Por que o vale-refeição muda para empresas fora do PAT?
O Ministério do Trabalho e Emprego informou que as regras do Decreto nº 12.712/2025 alcançam todas as empresas que concedem ou operam vale-refeição e vale-alimentação.
O entendimento oficial considera a natureza do benefício e a forma como o dinheiro é utilizado. Assim, uma empresa não pode aplicar condições diferentes apenas porque não está cadastrada no Programa de Alimentação do Trabalhador.

A norma obriga toda empresa a pagar o benefício?

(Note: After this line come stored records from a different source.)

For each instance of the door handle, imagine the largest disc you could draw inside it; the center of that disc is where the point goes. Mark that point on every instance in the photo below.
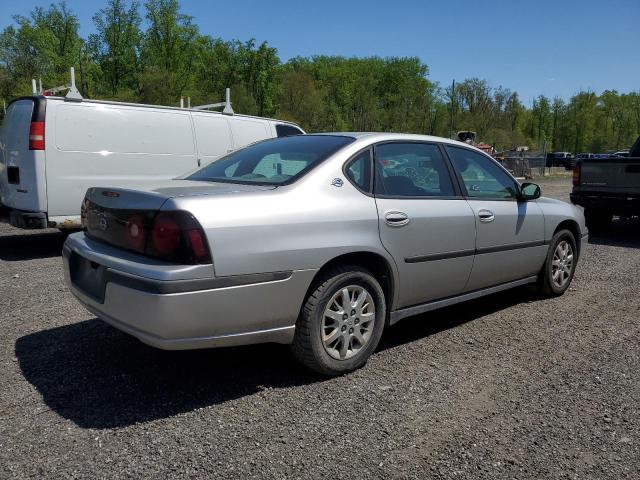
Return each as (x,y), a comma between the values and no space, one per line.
(396,219)
(486,216)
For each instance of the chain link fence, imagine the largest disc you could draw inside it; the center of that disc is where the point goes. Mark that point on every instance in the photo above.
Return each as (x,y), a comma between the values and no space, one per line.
(524,166)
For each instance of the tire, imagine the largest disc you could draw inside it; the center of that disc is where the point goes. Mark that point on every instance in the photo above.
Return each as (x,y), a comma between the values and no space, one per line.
(598,220)
(554,284)
(328,356)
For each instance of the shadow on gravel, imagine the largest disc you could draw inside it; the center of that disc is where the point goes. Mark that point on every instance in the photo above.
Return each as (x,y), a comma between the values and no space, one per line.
(31,246)
(620,234)
(98,377)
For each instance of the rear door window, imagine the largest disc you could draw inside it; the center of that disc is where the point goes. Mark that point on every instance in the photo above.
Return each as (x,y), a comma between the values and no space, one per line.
(359,171)
(481,176)
(411,170)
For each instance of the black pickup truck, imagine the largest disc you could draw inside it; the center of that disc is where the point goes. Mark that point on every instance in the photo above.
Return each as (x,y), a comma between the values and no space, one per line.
(608,186)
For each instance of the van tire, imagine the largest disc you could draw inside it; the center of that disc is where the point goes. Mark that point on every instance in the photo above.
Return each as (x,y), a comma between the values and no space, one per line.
(308,346)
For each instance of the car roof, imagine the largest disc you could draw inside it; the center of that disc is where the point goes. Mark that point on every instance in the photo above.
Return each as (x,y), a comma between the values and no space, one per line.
(386,136)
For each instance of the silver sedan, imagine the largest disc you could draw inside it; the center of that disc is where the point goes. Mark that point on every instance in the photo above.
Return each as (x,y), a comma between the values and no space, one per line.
(318,241)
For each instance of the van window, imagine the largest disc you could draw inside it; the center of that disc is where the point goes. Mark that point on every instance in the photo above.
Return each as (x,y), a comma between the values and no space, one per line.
(246,131)
(287,130)
(213,134)
(114,129)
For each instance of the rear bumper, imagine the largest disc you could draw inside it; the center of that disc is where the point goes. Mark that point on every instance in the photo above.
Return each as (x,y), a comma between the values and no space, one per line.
(27,220)
(235,313)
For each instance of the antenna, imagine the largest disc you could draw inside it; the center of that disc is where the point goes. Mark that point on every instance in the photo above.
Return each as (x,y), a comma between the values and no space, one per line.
(227,110)
(73,93)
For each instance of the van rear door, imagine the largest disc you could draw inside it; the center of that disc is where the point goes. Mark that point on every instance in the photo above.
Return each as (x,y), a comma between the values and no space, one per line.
(103,144)
(213,136)
(22,169)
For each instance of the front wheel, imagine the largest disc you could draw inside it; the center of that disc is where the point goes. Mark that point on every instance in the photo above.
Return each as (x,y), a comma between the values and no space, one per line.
(341,321)
(556,274)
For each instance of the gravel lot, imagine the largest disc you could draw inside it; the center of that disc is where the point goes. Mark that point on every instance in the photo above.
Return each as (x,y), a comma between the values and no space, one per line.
(510,386)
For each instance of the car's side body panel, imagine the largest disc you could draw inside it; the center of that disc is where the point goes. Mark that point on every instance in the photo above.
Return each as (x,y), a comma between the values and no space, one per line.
(433,251)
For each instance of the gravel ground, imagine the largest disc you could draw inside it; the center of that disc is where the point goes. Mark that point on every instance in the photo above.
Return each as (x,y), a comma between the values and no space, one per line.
(510,386)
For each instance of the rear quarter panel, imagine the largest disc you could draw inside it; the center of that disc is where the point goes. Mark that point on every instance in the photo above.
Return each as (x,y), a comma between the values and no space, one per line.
(556,212)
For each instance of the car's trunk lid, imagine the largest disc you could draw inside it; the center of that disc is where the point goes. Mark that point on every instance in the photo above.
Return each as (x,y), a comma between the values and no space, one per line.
(108,214)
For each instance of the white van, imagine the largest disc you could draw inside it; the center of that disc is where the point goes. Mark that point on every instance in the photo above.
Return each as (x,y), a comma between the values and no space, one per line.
(53,149)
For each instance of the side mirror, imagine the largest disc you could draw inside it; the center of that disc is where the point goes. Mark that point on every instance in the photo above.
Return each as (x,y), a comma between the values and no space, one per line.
(529,191)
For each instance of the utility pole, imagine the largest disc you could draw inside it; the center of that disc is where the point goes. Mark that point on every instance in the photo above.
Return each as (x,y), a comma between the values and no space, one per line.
(453,90)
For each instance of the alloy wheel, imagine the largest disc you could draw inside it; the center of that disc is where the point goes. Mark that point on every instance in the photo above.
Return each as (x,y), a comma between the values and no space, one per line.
(347,322)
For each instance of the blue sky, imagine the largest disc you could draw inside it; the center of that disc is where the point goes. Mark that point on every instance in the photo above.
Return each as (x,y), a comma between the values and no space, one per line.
(551,47)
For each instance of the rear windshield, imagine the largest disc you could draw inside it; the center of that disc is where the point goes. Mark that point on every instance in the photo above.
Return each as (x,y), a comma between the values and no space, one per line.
(274,162)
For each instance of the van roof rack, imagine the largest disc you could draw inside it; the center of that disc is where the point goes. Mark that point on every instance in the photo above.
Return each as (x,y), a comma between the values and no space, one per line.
(72,95)
(227,110)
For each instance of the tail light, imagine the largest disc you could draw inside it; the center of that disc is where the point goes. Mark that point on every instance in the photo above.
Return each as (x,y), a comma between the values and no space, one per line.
(173,236)
(36,136)
(178,237)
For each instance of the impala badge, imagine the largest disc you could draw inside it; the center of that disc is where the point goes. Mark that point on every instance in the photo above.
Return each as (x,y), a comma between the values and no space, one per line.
(103,223)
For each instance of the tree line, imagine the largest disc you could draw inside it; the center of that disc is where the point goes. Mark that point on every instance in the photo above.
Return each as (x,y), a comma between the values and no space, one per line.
(154,53)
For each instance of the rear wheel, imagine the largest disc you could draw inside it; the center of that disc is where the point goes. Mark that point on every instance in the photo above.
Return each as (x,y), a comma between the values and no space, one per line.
(598,220)
(341,321)
(556,274)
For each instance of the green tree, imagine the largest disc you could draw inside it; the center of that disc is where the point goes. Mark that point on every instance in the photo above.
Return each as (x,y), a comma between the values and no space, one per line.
(117,44)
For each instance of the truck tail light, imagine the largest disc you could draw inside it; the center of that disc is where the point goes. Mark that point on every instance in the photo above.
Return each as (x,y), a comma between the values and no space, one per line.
(36,136)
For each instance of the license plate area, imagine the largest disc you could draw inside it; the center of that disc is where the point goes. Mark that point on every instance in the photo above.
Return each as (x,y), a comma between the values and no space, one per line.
(87,276)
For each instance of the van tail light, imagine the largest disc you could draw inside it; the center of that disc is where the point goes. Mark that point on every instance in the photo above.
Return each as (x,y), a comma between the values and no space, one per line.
(576,173)
(36,136)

Não. A legislação uniformiza as condições para quem já concede ou opera VA e VR. A obrigação de oferecer pode vir de convenção coletiva, acordo, contrato de trabalho ou política interna.

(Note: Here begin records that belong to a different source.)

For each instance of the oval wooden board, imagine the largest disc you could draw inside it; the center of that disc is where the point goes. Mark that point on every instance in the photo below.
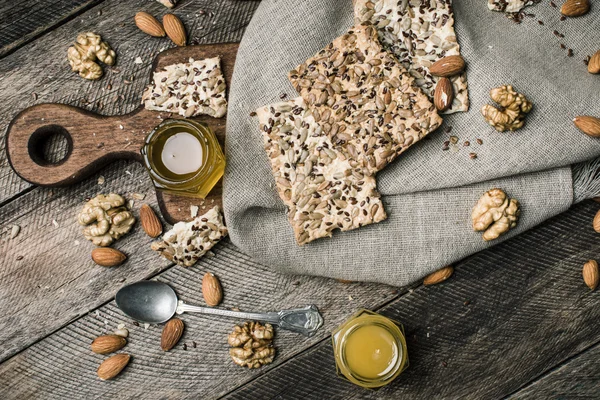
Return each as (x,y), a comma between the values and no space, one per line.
(95,140)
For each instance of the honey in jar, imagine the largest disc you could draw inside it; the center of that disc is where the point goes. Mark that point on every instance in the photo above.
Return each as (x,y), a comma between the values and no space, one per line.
(183,157)
(370,349)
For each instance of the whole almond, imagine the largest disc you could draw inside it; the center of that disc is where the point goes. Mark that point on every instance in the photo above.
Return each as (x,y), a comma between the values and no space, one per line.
(438,276)
(148,24)
(150,222)
(594,63)
(171,334)
(588,125)
(112,366)
(591,277)
(447,66)
(575,8)
(108,344)
(444,94)
(211,289)
(174,29)
(108,257)
(596,223)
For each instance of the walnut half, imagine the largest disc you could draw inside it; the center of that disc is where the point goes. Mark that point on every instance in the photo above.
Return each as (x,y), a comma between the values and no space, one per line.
(513,108)
(252,345)
(495,214)
(88,49)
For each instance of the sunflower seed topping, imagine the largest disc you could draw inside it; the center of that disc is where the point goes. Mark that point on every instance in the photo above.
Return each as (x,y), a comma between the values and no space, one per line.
(324,188)
(418,33)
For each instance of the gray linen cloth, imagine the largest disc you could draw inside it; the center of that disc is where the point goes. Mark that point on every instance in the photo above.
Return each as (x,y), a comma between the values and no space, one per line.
(428,193)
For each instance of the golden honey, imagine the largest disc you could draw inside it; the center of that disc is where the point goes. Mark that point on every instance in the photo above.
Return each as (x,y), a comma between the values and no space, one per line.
(370,349)
(183,157)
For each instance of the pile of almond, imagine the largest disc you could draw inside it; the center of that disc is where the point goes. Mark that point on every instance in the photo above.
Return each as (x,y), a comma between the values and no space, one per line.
(171,26)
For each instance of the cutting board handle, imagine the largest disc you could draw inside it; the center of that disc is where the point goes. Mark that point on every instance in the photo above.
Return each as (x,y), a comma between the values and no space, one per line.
(93,141)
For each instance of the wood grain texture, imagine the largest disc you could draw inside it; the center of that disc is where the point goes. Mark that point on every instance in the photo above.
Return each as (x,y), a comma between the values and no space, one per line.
(39,73)
(22,22)
(62,365)
(509,314)
(578,378)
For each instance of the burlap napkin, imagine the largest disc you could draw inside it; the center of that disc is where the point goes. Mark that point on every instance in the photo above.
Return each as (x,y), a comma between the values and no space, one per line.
(428,192)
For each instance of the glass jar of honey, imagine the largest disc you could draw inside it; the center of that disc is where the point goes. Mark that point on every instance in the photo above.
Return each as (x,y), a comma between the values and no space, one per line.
(370,349)
(183,157)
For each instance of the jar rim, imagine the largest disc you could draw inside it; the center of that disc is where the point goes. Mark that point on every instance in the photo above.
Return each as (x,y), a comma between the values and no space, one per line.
(361,319)
(207,140)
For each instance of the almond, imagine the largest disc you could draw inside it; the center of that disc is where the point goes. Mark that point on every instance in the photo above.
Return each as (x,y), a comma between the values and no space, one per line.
(211,289)
(447,66)
(444,94)
(174,29)
(588,125)
(150,221)
(112,366)
(171,334)
(438,276)
(575,8)
(596,223)
(108,257)
(108,344)
(591,277)
(148,24)
(594,63)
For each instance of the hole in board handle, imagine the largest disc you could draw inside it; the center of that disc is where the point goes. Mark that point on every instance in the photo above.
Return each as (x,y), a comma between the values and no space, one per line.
(50,145)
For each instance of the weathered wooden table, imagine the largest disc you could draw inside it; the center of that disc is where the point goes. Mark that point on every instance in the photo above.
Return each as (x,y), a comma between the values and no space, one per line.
(515,321)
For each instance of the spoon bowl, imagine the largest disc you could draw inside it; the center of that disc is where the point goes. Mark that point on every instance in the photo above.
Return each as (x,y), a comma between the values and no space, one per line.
(147,301)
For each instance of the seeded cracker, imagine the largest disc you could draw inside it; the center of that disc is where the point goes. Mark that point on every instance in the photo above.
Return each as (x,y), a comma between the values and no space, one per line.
(188,89)
(188,241)
(419,33)
(323,187)
(364,100)
(510,6)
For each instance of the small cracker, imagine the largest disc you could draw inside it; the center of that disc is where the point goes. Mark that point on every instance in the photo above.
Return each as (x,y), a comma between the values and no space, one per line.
(186,242)
(188,89)
(510,6)
(364,99)
(323,188)
(418,34)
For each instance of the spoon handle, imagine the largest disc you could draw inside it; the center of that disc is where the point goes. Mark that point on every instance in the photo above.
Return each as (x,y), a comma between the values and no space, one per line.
(305,320)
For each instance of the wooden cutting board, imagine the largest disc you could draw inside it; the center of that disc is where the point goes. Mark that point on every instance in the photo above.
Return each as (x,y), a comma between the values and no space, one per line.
(95,140)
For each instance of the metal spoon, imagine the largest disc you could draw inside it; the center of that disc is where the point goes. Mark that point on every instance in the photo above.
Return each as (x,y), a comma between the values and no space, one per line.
(155,302)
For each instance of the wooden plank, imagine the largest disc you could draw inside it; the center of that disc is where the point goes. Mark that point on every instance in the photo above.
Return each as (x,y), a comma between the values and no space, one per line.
(22,22)
(508,314)
(39,73)
(63,366)
(578,378)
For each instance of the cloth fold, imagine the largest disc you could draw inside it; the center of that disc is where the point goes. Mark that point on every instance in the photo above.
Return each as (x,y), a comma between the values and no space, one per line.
(428,192)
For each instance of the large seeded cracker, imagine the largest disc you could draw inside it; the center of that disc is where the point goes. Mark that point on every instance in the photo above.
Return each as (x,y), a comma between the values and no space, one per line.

Empresas sem qualquer obrigação ou concessão anterior não passam automaticamente a dever vale-refeição por causa do decreto. O texto regula o benefício existente, não cria um pagamento universal.

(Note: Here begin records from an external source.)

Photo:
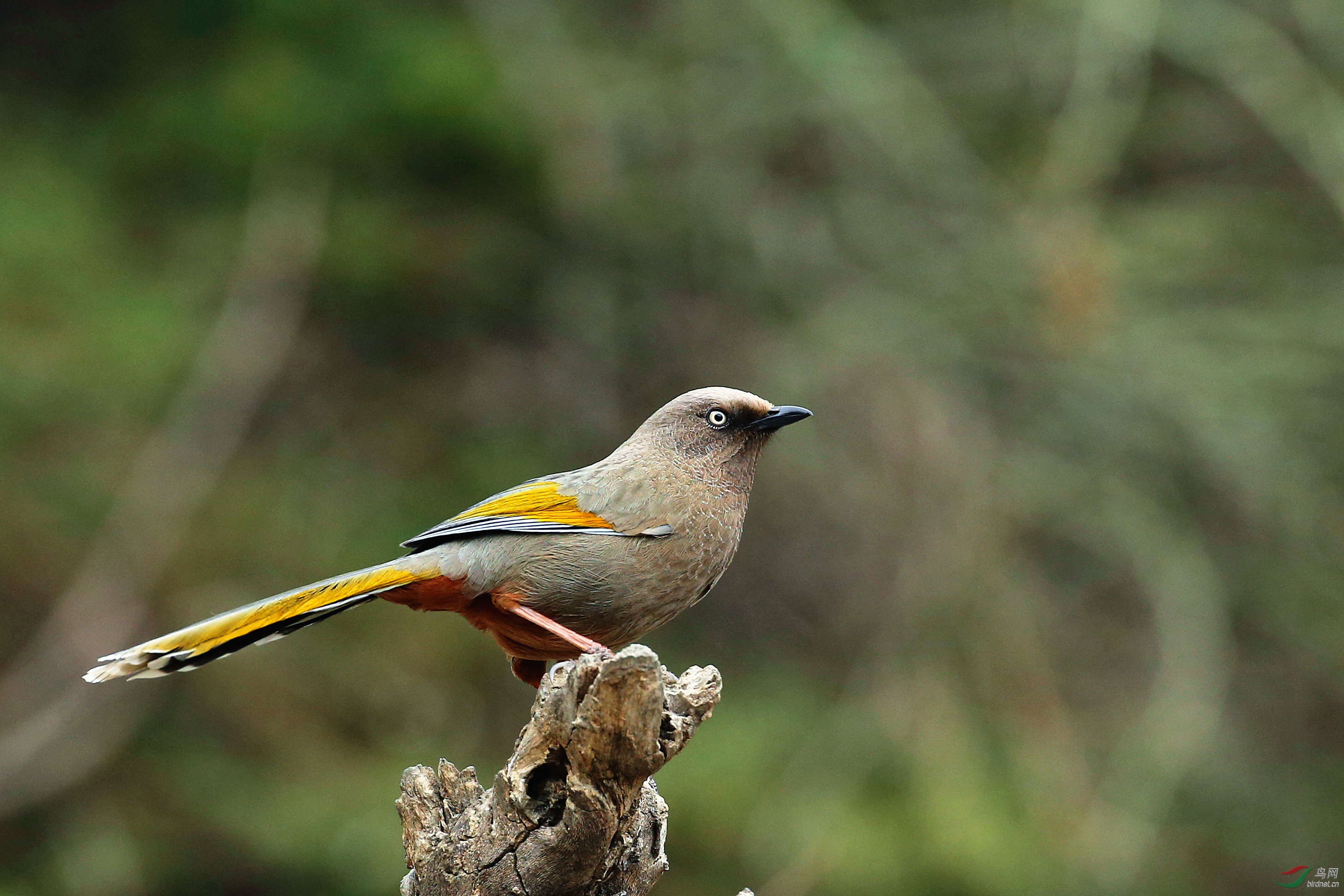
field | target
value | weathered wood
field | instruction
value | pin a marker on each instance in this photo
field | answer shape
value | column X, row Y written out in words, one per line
column 574, row 812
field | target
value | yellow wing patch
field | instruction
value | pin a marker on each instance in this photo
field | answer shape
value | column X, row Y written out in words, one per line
column 228, row 626
column 539, row 501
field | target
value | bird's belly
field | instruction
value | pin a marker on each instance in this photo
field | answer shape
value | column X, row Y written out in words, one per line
column 611, row 589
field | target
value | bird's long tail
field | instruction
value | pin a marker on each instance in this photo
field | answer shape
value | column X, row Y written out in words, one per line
column 260, row 622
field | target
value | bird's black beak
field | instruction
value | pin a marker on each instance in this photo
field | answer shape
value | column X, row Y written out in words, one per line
column 778, row 417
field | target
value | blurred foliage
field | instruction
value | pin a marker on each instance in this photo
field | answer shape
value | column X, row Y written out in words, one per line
column 1045, row 600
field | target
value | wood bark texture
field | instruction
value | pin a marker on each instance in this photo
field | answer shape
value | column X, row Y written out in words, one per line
column 574, row 812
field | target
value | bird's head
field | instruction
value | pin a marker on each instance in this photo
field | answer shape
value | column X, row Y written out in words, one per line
column 718, row 425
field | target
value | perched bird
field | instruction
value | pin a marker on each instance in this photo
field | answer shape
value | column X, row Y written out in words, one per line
column 555, row 567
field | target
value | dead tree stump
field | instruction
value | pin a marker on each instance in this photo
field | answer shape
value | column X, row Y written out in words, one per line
column 574, row 812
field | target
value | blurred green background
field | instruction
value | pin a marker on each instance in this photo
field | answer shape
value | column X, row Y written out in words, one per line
column 1043, row 601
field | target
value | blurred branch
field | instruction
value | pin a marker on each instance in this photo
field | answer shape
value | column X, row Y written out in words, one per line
column 548, row 71
column 58, row 729
column 885, row 99
column 1084, row 152
column 574, row 810
column 1267, row 71
column 1186, row 701
column 1105, row 99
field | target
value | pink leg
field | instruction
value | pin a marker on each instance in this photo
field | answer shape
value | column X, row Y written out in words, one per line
column 586, row 645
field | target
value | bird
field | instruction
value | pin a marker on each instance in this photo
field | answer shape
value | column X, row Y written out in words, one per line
column 560, row 566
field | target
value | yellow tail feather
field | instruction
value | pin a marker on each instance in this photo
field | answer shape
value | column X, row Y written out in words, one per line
column 260, row 622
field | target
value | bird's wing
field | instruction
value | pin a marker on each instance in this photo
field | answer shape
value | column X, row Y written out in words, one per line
column 534, row 507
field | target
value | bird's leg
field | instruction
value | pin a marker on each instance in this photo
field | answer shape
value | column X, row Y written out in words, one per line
column 529, row 671
column 565, row 633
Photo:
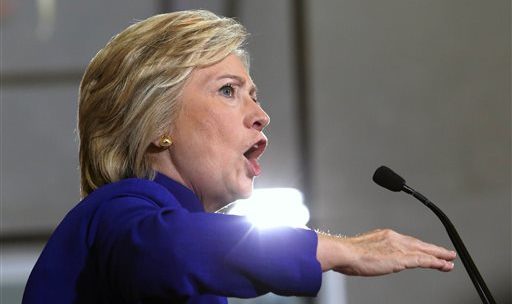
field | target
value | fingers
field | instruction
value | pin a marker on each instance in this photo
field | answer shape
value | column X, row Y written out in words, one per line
column 427, row 261
column 431, row 249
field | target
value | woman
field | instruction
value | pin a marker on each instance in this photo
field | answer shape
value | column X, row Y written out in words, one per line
column 170, row 131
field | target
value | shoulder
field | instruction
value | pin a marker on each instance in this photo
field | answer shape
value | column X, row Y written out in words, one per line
column 133, row 189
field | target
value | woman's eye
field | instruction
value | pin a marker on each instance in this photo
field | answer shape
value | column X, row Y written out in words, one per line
column 227, row 90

O que muda nas taxas e nos repasses aos estabelecimentos?
Restaurantes, supermercados e demais credenciados passam a ter limites iguais na operação dos cartões. As regras buscam impedir que custos altos ou demora no recebimento sejam transferidos para quem aceita o benefício.
- Taxa de desconto: limitada a 3,6% sobre as transações.
- Repasse: deve ocorrer em até 15 dias corridos.
- Adesão: não pode existir cobrança extra para o estabelecimento aceitar o cartão.
- Anuidade: tarifas adicionais desse tipo ficam proibidas.
- Deságio: a empresa contratante não pode exigir vantagem sobre o valor carregado.
- Condições iguais: categorias de saldo não podem servir para impor taxas ou prazos piores.
O saldo pode ser usado em academia ou cashback?
Não. Os recursos continuam destinados exclusivamente à compra de refeições prontas e alimentos. O Decreto nº 12.712/2025 proíbe benefícios sem ligação direta com saúde e segurança alimentar.
Academias, lazer, estética, crédito, cursos e programas de cashback não podem ser financiados pelo valor destinado à alimentação. O trabalhador também não recebe autorização para sacar livremente o saldo em dinheiro.
Leia também: Deixar passageiro sem cinto no banco traseiro pode render multa, 5 pontos e retenção do carro
O trabalhador pode receber um saldo com condições piores?
As operadoras não podem criar divisões como “Auxílio PAT” e “Auxílio CLT” para cobrar taxas diferentes dos estabelecimentos ou adotar prazos distintos de liquidação.
Uma separação técnica não pode ser usada para reduzir a aceitação do cartão ou piorar o tratamento de determinado grupo. O objetivo é aplicar as mesmas condições comerciais a todos os benefícios alcançados pela regra.
Quais punições podem ser aplicadas?
A Lei nº 6.321/1976 prevê multa de R$ 5 mil a R$ 50 mil para execução inadequada, desvio ou desvirtuamento das finalidades do benefício.
Quem pode ser responsabilizado pelo descumprimento?
As consequências podem alcançar operadoras, empresas contratantes e estabelecimentos comerciais, conforme a participação de cada um na irregularidade. Empresas inscritas no PAT ainda podem perder registro e incentivos aplicáveis.
Para o trabalhador, a mudança não aumenta automaticamente o valor mensal nem transforma o VA em VR. O principal efeito está nas condições de uso, na aceitação e nas relações comerciais por trás do cartão.